Hard Rock

Mitch Ryder @ Kunstfoyer Versicherungskammer, München, 2019-03-10

Bei weitem eine anständigere Nummer als die eingenommenen Versicherungsprämien mit Derivate-Wetten in Hedge-Fonds oder auf dubiosen Lustreisen der Vertreter-Schar zu verpulvern: Die Versicherungskammer Bayern tritt seit geraumer Zeit über ihre gemeinnützige Stiftung als Ausrichter exzellenter wie kostenfreier Ausstellungs- und Konzertprogramme in der Münchner Kulturlandschaft in Erscheinung, für die in die Jahre gekommenen Rock’n’Roll-Fans schlüpfte sie am vergangenen Sonntag in die Spendier-Hosen zwecks Engagement des US-amerikanischen Bluesrock-Shouters Mitch Ryder – die Detroit-Legende für lau, die 180 Freikarten Wochen zuvor in sensationellen 2 Minuten vergriffen, so wurden die begehrten Tickets schnell zum wertvollen Dokument.
Der bestuhlte Sitzungssaal der Versicherungsanstalt bot eine ungewöhnliche Lokalität für einen Rock-Gig, die anberaumte Zeit mit 18.00 Uhr alles andere als einen gängigen Konzert-Termin, zur Krönung selbst die Getränke kostenfrei, die Kulturstiftung wusste im Rahmenprogramm mit Überraschungen zu glänzen.

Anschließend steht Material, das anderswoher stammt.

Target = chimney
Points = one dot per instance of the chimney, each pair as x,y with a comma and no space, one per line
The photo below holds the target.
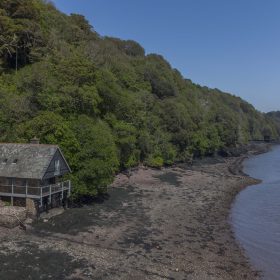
34,140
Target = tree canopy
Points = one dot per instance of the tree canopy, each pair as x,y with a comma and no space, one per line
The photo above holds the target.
105,102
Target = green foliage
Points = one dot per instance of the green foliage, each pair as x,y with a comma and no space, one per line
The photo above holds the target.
107,104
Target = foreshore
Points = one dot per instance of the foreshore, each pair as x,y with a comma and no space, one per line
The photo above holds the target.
157,224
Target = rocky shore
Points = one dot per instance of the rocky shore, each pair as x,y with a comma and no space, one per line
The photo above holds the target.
156,224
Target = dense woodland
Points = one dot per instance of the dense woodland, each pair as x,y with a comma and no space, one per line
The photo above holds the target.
105,102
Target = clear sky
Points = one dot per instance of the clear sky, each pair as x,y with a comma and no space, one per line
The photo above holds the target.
233,45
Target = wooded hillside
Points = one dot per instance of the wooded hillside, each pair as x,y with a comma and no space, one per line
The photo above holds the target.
104,101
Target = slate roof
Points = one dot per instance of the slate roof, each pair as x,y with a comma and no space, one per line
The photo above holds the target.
29,161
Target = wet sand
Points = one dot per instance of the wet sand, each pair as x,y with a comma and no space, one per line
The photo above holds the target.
156,224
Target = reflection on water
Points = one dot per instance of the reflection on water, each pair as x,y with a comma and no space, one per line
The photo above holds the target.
256,214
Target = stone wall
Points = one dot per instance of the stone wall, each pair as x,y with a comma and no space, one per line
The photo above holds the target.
11,217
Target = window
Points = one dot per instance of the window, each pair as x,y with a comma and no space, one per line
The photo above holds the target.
57,167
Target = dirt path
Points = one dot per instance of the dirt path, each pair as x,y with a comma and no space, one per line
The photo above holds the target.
168,224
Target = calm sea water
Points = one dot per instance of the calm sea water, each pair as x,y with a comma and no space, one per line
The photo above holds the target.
256,214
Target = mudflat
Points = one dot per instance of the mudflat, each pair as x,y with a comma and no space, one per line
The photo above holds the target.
156,224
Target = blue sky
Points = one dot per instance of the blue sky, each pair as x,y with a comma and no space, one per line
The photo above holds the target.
233,45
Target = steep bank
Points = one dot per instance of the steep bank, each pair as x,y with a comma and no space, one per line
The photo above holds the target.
156,224
105,102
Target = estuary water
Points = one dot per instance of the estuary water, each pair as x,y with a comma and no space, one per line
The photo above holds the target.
256,214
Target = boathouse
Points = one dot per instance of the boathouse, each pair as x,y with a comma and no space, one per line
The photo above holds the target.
33,172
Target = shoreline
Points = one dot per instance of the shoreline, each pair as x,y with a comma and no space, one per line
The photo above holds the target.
157,224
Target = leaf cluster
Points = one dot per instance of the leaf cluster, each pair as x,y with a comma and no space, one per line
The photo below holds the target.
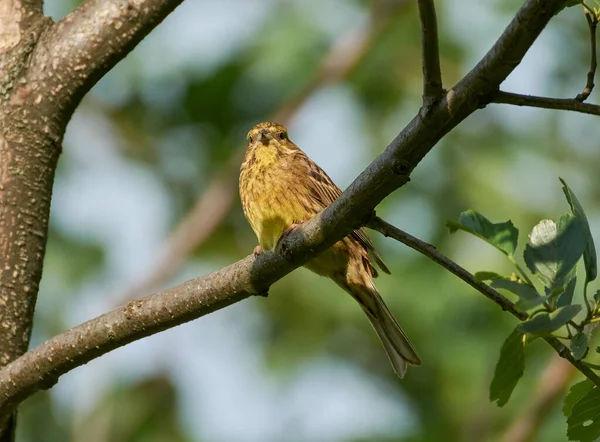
551,257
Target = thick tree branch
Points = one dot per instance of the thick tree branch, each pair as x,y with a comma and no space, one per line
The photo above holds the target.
430,53
16,18
78,50
568,104
40,367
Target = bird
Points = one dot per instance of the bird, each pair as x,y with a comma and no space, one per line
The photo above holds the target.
280,188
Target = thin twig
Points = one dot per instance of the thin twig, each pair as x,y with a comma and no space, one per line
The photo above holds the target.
568,104
42,366
592,21
431,252
430,54
214,204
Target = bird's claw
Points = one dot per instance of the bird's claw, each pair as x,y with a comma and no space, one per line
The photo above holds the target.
264,293
289,230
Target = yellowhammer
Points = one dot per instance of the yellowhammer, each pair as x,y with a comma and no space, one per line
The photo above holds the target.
281,187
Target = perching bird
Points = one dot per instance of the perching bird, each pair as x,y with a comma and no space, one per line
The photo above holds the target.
280,187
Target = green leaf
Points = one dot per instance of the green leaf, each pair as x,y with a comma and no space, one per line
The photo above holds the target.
566,297
509,369
584,422
503,236
555,250
589,253
545,323
576,392
487,276
579,346
528,296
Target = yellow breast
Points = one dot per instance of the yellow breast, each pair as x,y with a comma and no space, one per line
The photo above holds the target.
272,197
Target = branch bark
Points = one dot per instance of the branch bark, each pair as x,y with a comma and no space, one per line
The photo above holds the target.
568,104
430,252
42,366
344,55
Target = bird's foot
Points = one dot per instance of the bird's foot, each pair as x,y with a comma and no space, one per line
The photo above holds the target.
264,293
289,230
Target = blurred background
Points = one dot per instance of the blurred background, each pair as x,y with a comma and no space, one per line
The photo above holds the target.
146,197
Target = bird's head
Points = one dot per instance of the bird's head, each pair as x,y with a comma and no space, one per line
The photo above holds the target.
268,134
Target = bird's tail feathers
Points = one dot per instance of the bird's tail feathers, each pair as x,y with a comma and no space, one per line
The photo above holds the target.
398,347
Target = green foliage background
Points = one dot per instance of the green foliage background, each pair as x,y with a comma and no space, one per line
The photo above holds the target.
302,365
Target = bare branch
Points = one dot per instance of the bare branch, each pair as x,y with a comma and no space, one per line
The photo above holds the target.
568,104
592,21
430,53
78,50
344,55
40,367
16,18
430,251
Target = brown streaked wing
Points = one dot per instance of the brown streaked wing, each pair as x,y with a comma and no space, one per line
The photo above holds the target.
324,192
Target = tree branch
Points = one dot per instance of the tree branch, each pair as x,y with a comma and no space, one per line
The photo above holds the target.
568,104
41,367
16,18
430,53
345,54
430,252
78,50
592,22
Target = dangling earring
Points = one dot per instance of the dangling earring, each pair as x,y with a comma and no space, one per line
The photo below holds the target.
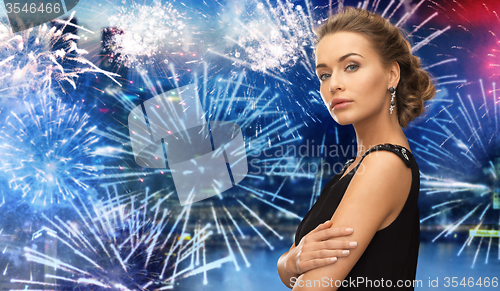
393,93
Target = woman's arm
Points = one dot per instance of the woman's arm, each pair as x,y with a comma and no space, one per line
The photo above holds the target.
284,274
315,249
372,196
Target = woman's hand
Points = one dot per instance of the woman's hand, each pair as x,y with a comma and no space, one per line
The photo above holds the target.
318,249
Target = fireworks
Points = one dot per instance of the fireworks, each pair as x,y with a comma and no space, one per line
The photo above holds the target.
472,132
268,39
145,31
48,150
36,61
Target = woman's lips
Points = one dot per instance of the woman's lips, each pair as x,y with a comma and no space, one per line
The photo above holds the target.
342,105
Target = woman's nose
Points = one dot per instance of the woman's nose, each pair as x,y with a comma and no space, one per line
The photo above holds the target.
336,84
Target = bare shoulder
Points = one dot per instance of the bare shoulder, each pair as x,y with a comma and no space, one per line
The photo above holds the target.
377,191
378,188
383,176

„Ein Stück Sicherheit“ prangte als Werbeslogan unter dem Unternehmenslogo am rechten Bühnenhintergrund, ein durchaus brauchbares Motto zum zweistündigen Konzert der US-Rock-Ikone Mitch Ryder, der seinem zugewandten Publikum exakt das lieferte, was es im Wesentlichen erwartete: Grundsolides Soul-, Blues-, Rock- und R&B-Entertainment, begleitet von der Ost-Berliner Band Engerling um den versierten Bluesharp-Spieler und Keyboarder Wolfram „Boddi“ Bodag, mit der Ryder seit Mitte der Neunziger regelmäßig in Europa tourt und seine jeweils aktuellen Tonträger einspielt. Das wäre alles nicht weiter spektakulär, zumal sich die Gitarristen der Combo nicht selten in gängigen Mainstream-Soli und Stadien-Rock-Riffs verloren, wäre da nicht immer noch diese außergewöhnliche, raue, brüchige wie tief-dunkle Soul-Stimme des kleinen, in dem Fall sehr großen Mannes aus Michigan.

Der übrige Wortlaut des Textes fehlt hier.